16.04.2005-Yeni Asya Gazetesi
İnsanın yeryüzündeki macerası, Peygamberimizin ifade ettiği gibi, bir yolcunun dinlenmek amacıyla bir ağaç gölgesinde oturmasına benzer. Kısa, ama amaçlı bir süredir yeryüzünde varoluşumuz. Yolcu nasıl ağaç gölgesine saraylar kurup saltanat peşinde koşmayı akıldışı görürse, insan da yeryüzündeki varoluşunun bir saltanat ve “kazık çakma” süreci olamayacağını bilmek durumundadır.
Taşıdığı harikulâde özellikler, beslediği sonsuz emeller, ruhunu saran binbir türlü ihtiyaçlar, karşı karşıya kaldığı türlü türlü sıkıntılarla, insanın dünya hayatı ile arzuladığı sonsuz idealler arasındaki dengesizliği görmekten başka çaresi yoktur.
Kimim? Nereden geliyorum? Nereye gidiyorum? Ve benzeri soruları bilincinden kazımadığı takdirde, insan yeryüzündeki hayatının kendi iradesi ve kuvveti dışında gerçekleştiğini fark edecektir. Hayatını anlamlı ve derinlikli kılacak şey de ancak bu farkındalık olacaktır. İnsan hayatı, ancak, kendisini var eden irade ve kudretin Sahibinin muradı doğrultusunda gerçek sırrını bulacaktır.
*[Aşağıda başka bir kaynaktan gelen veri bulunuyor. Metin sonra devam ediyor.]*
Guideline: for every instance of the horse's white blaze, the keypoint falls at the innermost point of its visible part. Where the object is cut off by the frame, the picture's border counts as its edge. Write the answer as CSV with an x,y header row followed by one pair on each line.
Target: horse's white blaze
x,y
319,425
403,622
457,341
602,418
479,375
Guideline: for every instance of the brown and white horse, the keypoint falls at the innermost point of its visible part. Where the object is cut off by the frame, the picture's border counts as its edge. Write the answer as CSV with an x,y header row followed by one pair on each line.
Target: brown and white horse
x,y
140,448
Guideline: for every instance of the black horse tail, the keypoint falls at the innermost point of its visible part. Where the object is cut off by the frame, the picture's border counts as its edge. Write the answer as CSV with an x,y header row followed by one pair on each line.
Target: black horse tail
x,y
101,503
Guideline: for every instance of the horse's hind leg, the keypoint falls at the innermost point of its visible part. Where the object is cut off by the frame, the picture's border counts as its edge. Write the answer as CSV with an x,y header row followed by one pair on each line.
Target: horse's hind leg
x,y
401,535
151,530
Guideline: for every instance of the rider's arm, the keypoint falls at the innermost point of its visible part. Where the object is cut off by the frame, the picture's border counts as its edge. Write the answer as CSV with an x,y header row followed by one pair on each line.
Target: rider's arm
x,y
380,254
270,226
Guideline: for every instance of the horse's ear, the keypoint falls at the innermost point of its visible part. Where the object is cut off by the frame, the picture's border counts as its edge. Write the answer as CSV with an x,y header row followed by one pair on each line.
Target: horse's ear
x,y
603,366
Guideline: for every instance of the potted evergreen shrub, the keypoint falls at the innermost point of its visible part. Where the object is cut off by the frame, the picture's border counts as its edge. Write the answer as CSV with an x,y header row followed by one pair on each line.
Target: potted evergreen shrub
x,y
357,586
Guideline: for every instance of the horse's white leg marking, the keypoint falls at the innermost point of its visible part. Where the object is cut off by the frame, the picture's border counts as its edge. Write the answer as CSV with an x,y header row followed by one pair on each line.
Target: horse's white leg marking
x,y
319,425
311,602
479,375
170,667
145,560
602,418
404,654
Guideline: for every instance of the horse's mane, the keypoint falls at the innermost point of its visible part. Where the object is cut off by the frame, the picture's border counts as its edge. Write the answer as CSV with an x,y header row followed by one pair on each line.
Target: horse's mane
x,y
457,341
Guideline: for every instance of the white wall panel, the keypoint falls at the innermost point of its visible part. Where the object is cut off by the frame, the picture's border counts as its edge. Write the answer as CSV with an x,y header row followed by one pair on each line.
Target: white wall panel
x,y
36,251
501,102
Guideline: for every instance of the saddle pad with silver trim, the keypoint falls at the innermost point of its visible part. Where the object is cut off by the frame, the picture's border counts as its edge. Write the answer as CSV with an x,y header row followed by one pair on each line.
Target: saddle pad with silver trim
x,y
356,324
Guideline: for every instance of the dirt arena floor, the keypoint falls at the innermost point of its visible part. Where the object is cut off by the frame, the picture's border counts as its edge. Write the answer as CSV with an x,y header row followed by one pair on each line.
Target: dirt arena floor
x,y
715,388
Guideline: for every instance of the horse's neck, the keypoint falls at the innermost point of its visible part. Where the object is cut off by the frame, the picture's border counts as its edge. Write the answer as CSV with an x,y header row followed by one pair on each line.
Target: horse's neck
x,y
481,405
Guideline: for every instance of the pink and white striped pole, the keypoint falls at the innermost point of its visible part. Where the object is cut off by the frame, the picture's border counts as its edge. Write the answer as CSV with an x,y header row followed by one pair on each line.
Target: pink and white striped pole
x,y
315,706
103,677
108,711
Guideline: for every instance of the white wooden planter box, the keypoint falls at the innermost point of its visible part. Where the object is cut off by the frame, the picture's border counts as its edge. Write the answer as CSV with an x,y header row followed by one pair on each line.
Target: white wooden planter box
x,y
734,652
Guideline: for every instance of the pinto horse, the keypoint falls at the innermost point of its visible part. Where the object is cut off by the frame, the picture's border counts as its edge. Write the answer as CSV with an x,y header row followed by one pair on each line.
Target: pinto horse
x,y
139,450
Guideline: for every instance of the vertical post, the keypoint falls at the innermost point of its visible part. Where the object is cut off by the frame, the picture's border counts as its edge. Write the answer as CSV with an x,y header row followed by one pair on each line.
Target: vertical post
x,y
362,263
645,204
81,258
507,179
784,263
İlâhî dinler insanın dünya üzerindeki konumunu belirlemekte önemli bir kavramı ortaklaşır: “Hilâfet.” Halife, insanı bir emanetçi kılar. Yine halifelik kavramı, insanın taşıdığı özelliklerin bizatihî kendisine ait olmayıp, “verilmiş” olduğunu ifade eder. Ve insanın emanet aldığı—bilgi, kuvvet, irade, özgürlük, vs. gibi—göreceli özelliklerini nasıl kullanacağına dair “İlâhî bir kılavuz” sunar.
Hilâfet, insanın bir “efendi” değil, emanetçi bir kul olduğunu, hem diğer varlık türlerine hem hemcinslerine sultan değil, gerçek Efendi’nin kuralları doğrultusunda nezaretçi ve gözetleyici bir kardeş olabileceğini söyler. İnsan mutlak serbest değil, Yaratıcısının yasalarıyla sınırlıdır. Farklılıklar birer üstünlük aracı değil, Yaratıcıyı tanımada ve Onun hikmetini gerçekleştirmede birer vesiledir.
Kendine Yaratıcısından bağımsız bir kimlik biçtiği anda, insan hilâfet makamından saltanat tahtına sıçramaya kalkışır. Farklılıkları bir hiyerarşi kaynağı zanneder. Üstünlüğün bizzat insanın taşıdığı özelliklerden kaynaklandığını düşünerek, diğer varlıklar üzerinde hakimiyet kurmaya yeltenir. Onları kendine râm etmeye, onlara keyfince muamele etmeye hakkı olduğunu düşünür.
Varlık, tek bir Efendi’nin hakimiyetindeki bir ülke olmaktan uzak düşünüldüğünde, çıkacak sonuç bellidir: Varlıklar adedince sahte efendi ve onların hakimiyet mücadelesi. Bu yüzdendir ki, kudretli, merhametli ve hikmetli bir Yaratıcı’ya inanmayan bakış, yeryüzünü bir “mücadele alanı” olarak görür. Her varlık kendisi için vardır ve kendi varlığını devam ettirmek için öteki varlıklarla çatışma içine girmek zorundadır.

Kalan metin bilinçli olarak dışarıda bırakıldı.